Rz. 58
Durch den Eingang des Befreiungsantrags wird ein förmliches Verwaltungsverfahren (§ 8 SGB X) in Gang gesetzt, das mit einem Verwaltungsakt (§ 31 SGB X) abzuschließen ist. Die Krankenkasse hat in diesem Verfahren von Amts wegen (§ 20 SGB X) die besonderen Voraussetzungen der Befreiungsrechte nach Nr. 1a, 2, 2a, 3 zu prüfen. Die Krankenkasse ist dabei darauf angewiesen, dass der Antragsteller die erforderlichen Auskünfte (z. B. frühere Krankenkassen, Arbeitgeber, Befreiungsbescheide) gibt. Der Antragsteller trägt, da die Befreiung eine Ausnahme von der Versicherungspflicht darstellt, die Nachweislast (Beweislast) für die Befreiungsvoraussetzungen.
Rz. 59
Das Verwaltungsverfahren bis zur Befreiungsentscheidung kann daher, auch wegen der nunmehr fehlenden klaren gesetzlichen Zuständigkeiten für die Entscheidung, längere Zeit andauern. Die Dauer des Verwaltungsverfahrens ist jedoch für die Frage des Befreiungsrechts nicht von Bedeutung. Der Befreiungsbescheid selbst muss nicht 3 Monate nach Beginn der Versicherungspflicht erlassen werden.
Rz. 60
Ist der Befreiungsantrag bereits verfristet oder liegen die Befreiungsvoraussetzungen nicht vor, hat die Krankenkasse, ohne dass ihr insoweit ein Entscheidungsspielraum zustände, den Antrag auf Befreiung abzulehnen und ggf. das Bestehen von Krankenversicherungspflicht insbesondere auch gegenüber dem zur Meldung und Beitragszahlung verpflichteten Arbeitgeber ausdrücklich festzustellen und eine Mitgliedsbescheinigung zu übersenden (§ 175 Abs. 2 Satz 3).
Rz. 61
Lehnt die Krankenkasse die Befreiung ab, besteht die Möglichkeit des Widerspruchs und folgend die Möglichkeit der Anfechtungs- und Verpflichtungsklage mit der Behauptung des bestehenden Rechtsanspruchs auf Befreiung und auf Erlass eines Befreiungsbescheides.

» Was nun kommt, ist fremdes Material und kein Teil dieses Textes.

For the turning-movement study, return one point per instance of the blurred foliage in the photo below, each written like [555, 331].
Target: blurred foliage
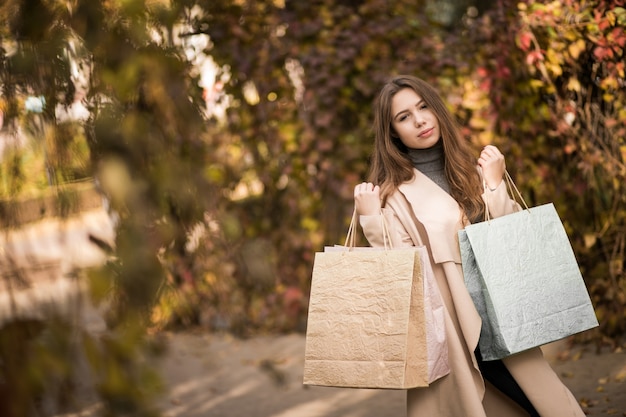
[226, 185]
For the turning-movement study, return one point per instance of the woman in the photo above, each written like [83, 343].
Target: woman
[425, 182]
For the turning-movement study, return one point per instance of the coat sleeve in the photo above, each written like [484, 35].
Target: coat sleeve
[373, 229]
[499, 202]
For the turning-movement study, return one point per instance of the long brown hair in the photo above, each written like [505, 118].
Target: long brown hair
[390, 165]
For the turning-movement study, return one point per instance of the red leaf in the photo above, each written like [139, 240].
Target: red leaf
[525, 40]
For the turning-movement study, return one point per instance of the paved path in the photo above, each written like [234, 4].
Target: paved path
[208, 375]
[219, 376]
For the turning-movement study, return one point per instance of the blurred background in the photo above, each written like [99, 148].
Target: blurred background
[176, 164]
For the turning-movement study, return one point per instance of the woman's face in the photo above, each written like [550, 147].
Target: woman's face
[412, 120]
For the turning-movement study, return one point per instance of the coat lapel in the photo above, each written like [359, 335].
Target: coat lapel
[438, 212]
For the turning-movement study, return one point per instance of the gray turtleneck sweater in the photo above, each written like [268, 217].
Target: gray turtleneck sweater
[430, 162]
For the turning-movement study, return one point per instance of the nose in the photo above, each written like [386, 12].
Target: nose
[418, 119]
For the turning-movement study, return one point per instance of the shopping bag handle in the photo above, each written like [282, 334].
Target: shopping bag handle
[510, 185]
[351, 236]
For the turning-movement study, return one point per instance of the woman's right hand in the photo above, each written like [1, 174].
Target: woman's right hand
[367, 199]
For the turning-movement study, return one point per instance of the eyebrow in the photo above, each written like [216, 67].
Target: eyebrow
[402, 111]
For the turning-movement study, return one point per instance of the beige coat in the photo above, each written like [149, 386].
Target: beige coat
[420, 212]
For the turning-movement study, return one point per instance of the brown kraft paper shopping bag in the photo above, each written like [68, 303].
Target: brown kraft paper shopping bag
[369, 323]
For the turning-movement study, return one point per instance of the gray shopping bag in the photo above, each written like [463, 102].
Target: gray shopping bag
[524, 279]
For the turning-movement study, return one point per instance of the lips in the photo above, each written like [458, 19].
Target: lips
[426, 133]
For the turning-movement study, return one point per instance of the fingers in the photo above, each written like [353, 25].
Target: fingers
[365, 188]
[490, 154]
[367, 198]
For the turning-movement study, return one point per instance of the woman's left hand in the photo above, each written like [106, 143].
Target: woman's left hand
[492, 163]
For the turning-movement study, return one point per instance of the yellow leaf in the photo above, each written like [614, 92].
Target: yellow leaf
[573, 84]
[576, 48]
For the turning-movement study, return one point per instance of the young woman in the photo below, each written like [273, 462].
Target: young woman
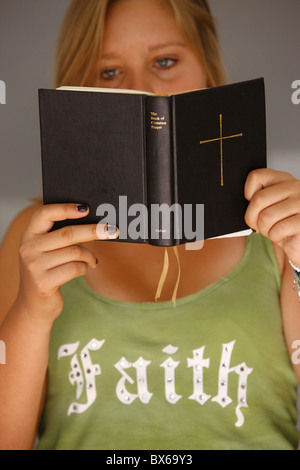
[92, 361]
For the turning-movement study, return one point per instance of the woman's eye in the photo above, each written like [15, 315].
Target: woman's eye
[109, 74]
[165, 62]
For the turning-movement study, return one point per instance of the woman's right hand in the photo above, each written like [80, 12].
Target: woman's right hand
[50, 259]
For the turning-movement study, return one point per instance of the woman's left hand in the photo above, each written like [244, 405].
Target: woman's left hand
[274, 209]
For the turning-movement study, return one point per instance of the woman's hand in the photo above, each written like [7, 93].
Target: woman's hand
[50, 259]
[274, 209]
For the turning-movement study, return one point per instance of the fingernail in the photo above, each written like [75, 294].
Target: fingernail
[82, 208]
[111, 230]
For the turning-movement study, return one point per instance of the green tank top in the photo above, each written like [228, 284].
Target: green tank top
[211, 373]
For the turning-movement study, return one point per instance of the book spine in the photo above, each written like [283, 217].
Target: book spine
[160, 170]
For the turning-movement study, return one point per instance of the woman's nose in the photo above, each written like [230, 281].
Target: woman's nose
[138, 81]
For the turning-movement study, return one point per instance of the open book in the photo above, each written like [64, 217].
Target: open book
[165, 169]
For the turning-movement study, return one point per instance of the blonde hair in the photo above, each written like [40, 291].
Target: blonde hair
[80, 40]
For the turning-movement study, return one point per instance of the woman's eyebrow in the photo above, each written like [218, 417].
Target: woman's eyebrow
[115, 55]
[165, 45]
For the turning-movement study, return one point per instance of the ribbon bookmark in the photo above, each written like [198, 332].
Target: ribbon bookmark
[164, 273]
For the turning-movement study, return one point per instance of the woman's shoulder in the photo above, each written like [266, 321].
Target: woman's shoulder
[9, 256]
[17, 227]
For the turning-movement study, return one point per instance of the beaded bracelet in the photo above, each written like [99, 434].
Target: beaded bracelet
[296, 271]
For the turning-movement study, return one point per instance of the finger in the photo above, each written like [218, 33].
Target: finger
[263, 178]
[52, 259]
[43, 220]
[284, 230]
[266, 198]
[73, 234]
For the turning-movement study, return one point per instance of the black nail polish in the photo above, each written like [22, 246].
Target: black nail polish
[82, 208]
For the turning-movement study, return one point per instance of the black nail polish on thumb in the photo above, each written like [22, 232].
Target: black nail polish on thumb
[82, 208]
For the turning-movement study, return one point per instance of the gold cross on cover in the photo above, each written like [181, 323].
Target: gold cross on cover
[221, 138]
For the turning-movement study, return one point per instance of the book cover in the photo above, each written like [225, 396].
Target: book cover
[166, 170]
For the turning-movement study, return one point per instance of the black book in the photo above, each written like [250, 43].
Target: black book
[165, 169]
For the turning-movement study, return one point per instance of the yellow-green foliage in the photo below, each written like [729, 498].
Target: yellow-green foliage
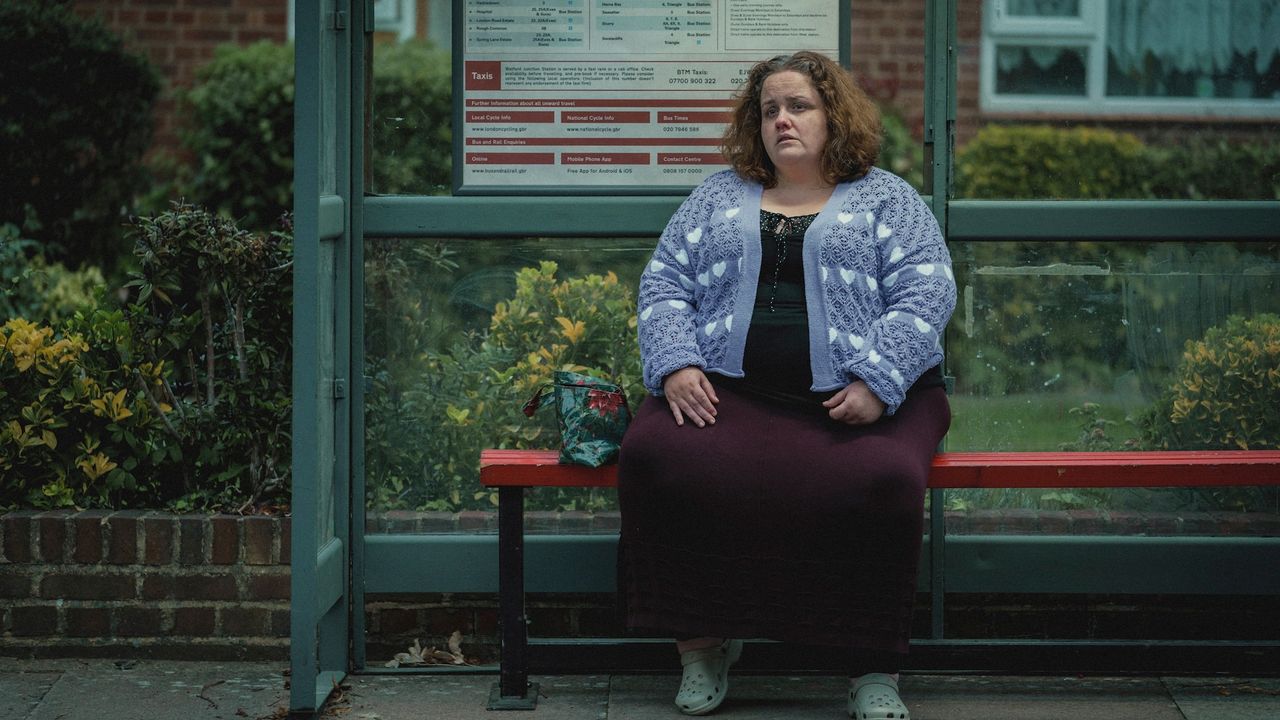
[584, 324]
[1226, 391]
[71, 429]
[1045, 162]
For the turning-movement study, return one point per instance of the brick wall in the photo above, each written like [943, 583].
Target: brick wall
[181, 35]
[137, 583]
[151, 584]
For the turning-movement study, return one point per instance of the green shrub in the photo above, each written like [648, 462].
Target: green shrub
[74, 122]
[1043, 162]
[428, 419]
[80, 422]
[1215, 168]
[213, 306]
[410, 121]
[238, 122]
[1225, 393]
[240, 130]
[37, 290]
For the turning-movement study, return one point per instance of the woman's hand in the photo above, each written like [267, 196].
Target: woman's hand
[690, 395]
[855, 405]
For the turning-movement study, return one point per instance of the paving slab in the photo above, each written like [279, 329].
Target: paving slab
[465, 697]
[941, 697]
[101, 689]
[1226, 698]
[21, 692]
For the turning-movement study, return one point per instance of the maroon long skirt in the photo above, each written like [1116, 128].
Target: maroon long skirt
[775, 522]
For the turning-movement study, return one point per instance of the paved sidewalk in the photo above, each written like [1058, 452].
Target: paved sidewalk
[101, 689]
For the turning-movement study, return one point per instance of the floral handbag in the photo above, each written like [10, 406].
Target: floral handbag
[593, 414]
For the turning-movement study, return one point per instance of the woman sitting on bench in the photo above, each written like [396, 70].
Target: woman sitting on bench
[790, 324]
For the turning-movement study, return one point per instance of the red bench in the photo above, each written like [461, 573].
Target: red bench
[513, 470]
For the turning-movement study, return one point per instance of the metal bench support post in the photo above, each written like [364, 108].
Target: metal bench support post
[512, 691]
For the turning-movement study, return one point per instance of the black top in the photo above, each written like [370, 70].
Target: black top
[776, 358]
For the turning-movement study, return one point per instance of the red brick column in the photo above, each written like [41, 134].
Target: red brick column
[181, 35]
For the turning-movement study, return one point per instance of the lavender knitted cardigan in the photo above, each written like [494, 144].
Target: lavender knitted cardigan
[878, 285]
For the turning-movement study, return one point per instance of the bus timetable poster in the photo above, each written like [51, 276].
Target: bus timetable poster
[574, 96]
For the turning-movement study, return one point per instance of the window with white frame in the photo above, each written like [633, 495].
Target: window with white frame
[1132, 57]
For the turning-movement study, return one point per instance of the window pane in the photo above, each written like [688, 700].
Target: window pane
[1041, 69]
[410, 119]
[1043, 8]
[1228, 50]
[456, 343]
[1115, 346]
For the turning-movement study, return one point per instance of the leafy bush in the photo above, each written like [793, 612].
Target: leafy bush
[240, 131]
[76, 112]
[410, 127]
[1043, 162]
[81, 425]
[240, 128]
[1225, 393]
[1215, 168]
[179, 397]
[37, 290]
[213, 306]
[424, 443]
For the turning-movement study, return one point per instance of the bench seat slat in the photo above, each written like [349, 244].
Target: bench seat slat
[1216, 468]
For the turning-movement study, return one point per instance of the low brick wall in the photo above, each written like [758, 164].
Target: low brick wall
[144, 584]
[152, 584]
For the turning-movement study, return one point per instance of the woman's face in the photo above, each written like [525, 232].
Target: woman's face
[792, 122]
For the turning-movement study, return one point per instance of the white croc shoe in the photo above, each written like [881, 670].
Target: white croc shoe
[874, 697]
[705, 680]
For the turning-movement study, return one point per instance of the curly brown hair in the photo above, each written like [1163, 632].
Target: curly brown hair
[853, 121]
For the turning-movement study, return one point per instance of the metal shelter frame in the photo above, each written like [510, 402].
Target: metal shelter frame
[336, 564]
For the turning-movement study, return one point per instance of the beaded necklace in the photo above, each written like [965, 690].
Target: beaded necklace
[782, 227]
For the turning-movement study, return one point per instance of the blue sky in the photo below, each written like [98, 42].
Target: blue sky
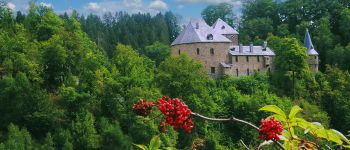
[186, 8]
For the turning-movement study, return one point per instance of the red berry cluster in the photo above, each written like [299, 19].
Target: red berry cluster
[176, 113]
[270, 129]
[143, 108]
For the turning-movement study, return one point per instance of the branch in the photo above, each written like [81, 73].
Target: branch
[233, 119]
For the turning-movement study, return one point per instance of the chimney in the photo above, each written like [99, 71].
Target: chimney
[240, 48]
[264, 46]
[251, 47]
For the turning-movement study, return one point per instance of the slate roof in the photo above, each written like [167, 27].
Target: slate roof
[308, 44]
[225, 65]
[257, 51]
[192, 34]
[222, 27]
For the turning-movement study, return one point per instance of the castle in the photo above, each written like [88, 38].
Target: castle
[217, 48]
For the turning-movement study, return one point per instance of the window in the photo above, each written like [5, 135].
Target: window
[210, 37]
[212, 70]
[212, 51]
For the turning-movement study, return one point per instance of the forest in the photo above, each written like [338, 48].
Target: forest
[69, 81]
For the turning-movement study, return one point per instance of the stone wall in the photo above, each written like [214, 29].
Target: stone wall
[254, 63]
[313, 63]
[204, 55]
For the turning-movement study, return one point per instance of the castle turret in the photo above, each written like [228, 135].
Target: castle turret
[221, 27]
[313, 55]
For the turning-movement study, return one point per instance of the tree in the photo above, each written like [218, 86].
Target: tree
[343, 28]
[261, 9]
[323, 38]
[186, 78]
[157, 52]
[48, 142]
[291, 65]
[213, 12]
[55, 62]
[84, 131]
[18, 138]
[135, 70]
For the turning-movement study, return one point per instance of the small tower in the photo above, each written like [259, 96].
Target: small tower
[313, 55]
[226, 30]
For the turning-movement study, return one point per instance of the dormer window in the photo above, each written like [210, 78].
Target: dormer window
[210, 37]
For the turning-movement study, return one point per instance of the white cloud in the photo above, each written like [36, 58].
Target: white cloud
[11, 6]
[205, 1]
[158, 5]
[180, 6]
[49, 5]
[92, 6]
[133, 3]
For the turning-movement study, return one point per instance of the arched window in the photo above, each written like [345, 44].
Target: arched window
[212, 51]
[210, 37]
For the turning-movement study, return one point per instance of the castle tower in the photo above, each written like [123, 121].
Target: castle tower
[221, 27]
[313, 55]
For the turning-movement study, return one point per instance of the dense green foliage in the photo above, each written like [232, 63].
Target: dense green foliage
[69, 82]
[327, 20]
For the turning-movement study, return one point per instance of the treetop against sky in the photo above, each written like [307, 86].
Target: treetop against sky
[186, 8]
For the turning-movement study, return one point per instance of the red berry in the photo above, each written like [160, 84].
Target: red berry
[270, 129]
[177, 113]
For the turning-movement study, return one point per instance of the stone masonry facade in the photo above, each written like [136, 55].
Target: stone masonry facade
[218, 50]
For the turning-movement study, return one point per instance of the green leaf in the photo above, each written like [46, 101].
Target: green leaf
[295, 110]
[341, 136]
[332, 136]
[280, 118]
[155, 143]
[143, 147]
[273, 109]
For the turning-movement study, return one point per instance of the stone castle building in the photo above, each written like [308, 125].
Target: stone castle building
[217, 48]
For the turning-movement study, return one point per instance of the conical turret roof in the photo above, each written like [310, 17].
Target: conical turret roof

Auch in diesem Klageverfahren trägt der Antragsteller als Kläger die Nachweislast für die Befreiungsvoraussetzungen.
Rz. 62
Sind die gesetzlichen Voraussetzungen erfüllt, hat die Krankenkasse die Befreiung als gebundene Entscheidung auszusprechen. Einer Begründung bedarf dieser Bescheid nicht (§ 35 Abs. 2 Nr. 1 SGB X). Der Befreiungsbescheid wirkt nicht nur zwischen Krankenkasse und Antragsteller, sondern hat darüber hinaus auch für andere Krankenkassen und gegenüber Dritten (z. B. Arbeitgeber für den Beitragszuschuss) als rechtsgestaltende Entscheidung Verbindlichkeit. Im Streit zwischen Arbeitnehmer und Krankenversicherung über dessen Antrag auf Befreiung von der Krankenversicherungspflicht ist der Arbeitgeber daher auch notwendig beizuladen gemäß § 75 Abs. 2 SGG. Demgegenüber soll ein Arbeitgeber bei der Rücknahme einer Befreiungsentscheidung nach § 8 Abs. 1 nicht in eigenen Rechten verletzt sein und insoweit keine materielle Beschwer für ihn bestehen, da allein subjektive Rechte des versicherten Arbeitnehmers betroffen seien. Bloße aus der Rücknahmeentscheidung resultierende, mit Kosten verbundene Folgewirkungen (i. S. eines Reflexes) würden in derartigen Fällen für die Annahme einer materiellen Beschwer nicht ausreichen (vgl. LSG Baden-Württemberg, Urteil v. 23.9.2022, L 4 KR 3763/20).